The flow picture remains supportive, though it also shows where positioning is getting crowded. On a 1-month basis, the largest inflows went to SPY at $19.57B, QQQ at $4.61B, SOXX at $2.23B, VTI at $1.73B, and IGV at $962.64M. On the outflow side, SCHD saw $(12.56B), AGG saw $(3.51B), VYM saw $(2.71B), VTV saw $(2.34B), and COWZ saw $(2.14B). Year-to-date flows reinforce the same split. VTI, SCHD, IGV, SMH, EFG, and VUG remain among the biggest inflow recipients, while SPY, IWM, QQQ, SLV, GLD, and FDN remain among the largest outflow buckets.
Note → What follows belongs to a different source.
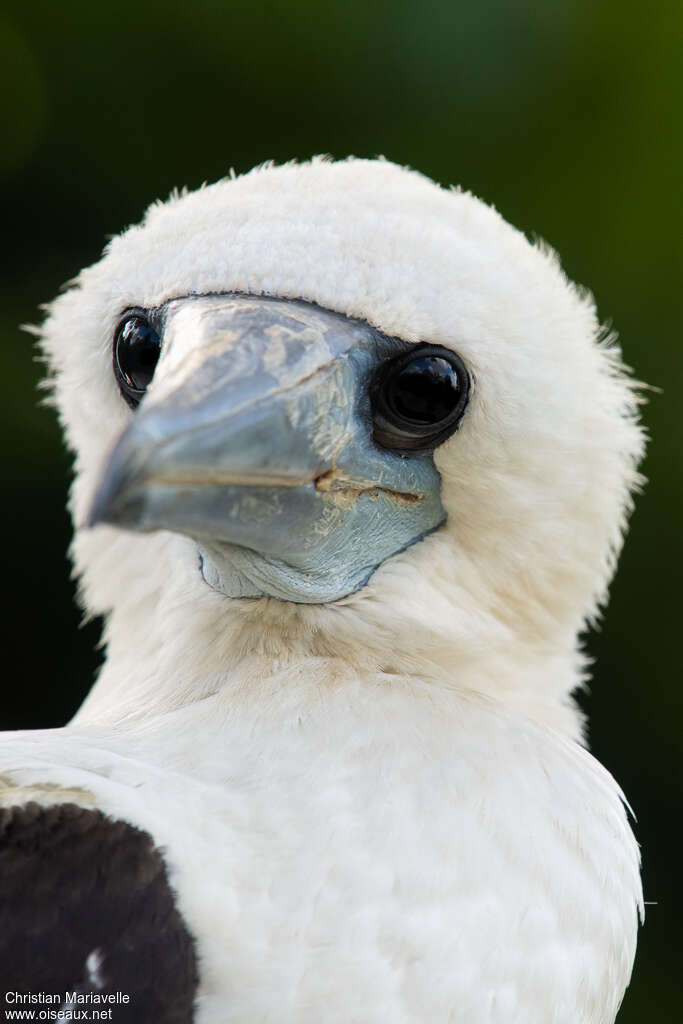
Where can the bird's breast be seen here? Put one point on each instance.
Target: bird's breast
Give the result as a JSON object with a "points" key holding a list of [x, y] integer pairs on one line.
{"points": [[363, 863]]}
The broader takeaway is that investors are still allocating toward growth, software, semiconductors, and broad risk assets, but they are doing it in a way that still trims older benchmark and hedge-heavy exposures.
Bottom Line
The current setup still favors a growth-and-flows-led market, not a full defensive pivot. Into Monday’s close, software, semiconductors, housing, uranium-reactor exposure, and especially cannabis remained the clearest leadership groups, while biotech, travel, and precious-metals-linked themes lagged. The weekend deterioration in talks has reopened the oil-risk channel, but the actual thematic tape has not yet fully rotated toward protection. The practical takeaway is that the market still wants to own software recovery, semiconductors, and speculative beta, while watching whether renewed Middle East stress becomes large enough to force a more durable move back into energy, materials, and hard-asset themes.
Thematic ETF Performance — Top 5 (1D)
| ETF | Theme | 1D | 1W | 1M |
| CNBS | Cannabis | +9.56% | +12.87% | +18.54% |
| MSOS | Cannabis | +8.75% | +12.11% | +20.83% |
| MJ | Cannabis | +6.38% | +8.13% | +18.13% |
| YOLO | Cannabis | +5.82% | +14.02% | +18.39% |
| HYDR | Uranium Reactors | +2.72% | +5.25% | +29.01% |
Thematic ETF Performance — Bottom 5 (1D)
| ETF | Theme | 1D | 1W | 1M |
| LABU | Biotechnology | -2.05% | +4.39% | +44.67% |
| SLV | Natural Resources | -2.01% | +0.15% | +17.28% |
| SBIO | Biotechnology | -1.46% | +1.07% | +17.44% |
| JETS | Travel | -1.33% | +2.23% | +14.36% |
| GDX | Natural Resources | -1.21% | -1.61% | +23.73% |
ETF Fund Flows — Top 5 Inflows (1M)
| ETF | Theme | 1M Flows | 1M Return | 1D |
| SPY | Broad Market | $19,568,704,175.80 | +9.27% | -0.20% |
| QQQ | Broad Market | $4,614,272,950.00 | +11.25% | -0.32% |
| SOXX | Semiconductors | $2,228,900,233.66 | +25.58% | +0.44% |
| VTI | Dividend | $1,730,156,025.35 | +9.67% | -0.09% |
| IGV | Software | $962,644,174.10 | +3.99% | +1.43% |
ETF Fund Flows — Top 5 Outflows (1M)
| ETF | Theme | 1M Flows | 1M Return | 1D |
| SCHD | Dividend | $(12,557,762,500.00) | +2.96% | -0.06% |
| AGG | Broad Market | $(3,509,540,330.00) | +1.54% | -0.01% |
| VYM | Dividend | $(2,707,980,900.00) | +6.83% | -0.02% |
| VTV | Broad Market | $(2,337,694,092.45) | +5.56% | +0.00% |
| COWZ | Factor/Quant | $(2,138,061,687.76) | +2.46% | +0.22% |
ETF Fund Flows — Top 5 Inflows (YTD)
| ETF | Theme | YTD Flows | 1M Return | 1D |
| VTI | Dividend | $17,763,237,743.01 | +9.67% | -0.09% |
| SCHD | Dividend | $6,543,872,000.00 | +2.96% | -0.06% |
| IGV | Software | $5,690,656,874.85 | +3.99% | +1.43% |
| SMH | Semiconductors | $5,122,327,535.00 | +20.59% | -0.04% |
| EFG | ESG | $4,974,532,652.00 | +12.12% | -0.52% |
ETF Fund Flows — Top 5 Outflows (YTD)
| ETF | Theme | YTD Flows | 1M Return | 1D |
| SPY | Broad Market | $(17,659,388,358.65) | +9.27% | -0.20% |
| IWM | Broad Market | $(4,531,207,519.40) | +14.50% | +0.57% |
| QQQ | Broad Market | $(4,200,874,450.00) | +11.25% | -0.32% |
| SLV | Natural Resources | $(2,842,373,500.00) | +17.28% | -2.01% |
| GLD | Natural Resources | $(1,487,247,900.00) | +6.95% | -0.86% |
News and Data sources from FactSet Research Systems and StreetAccount.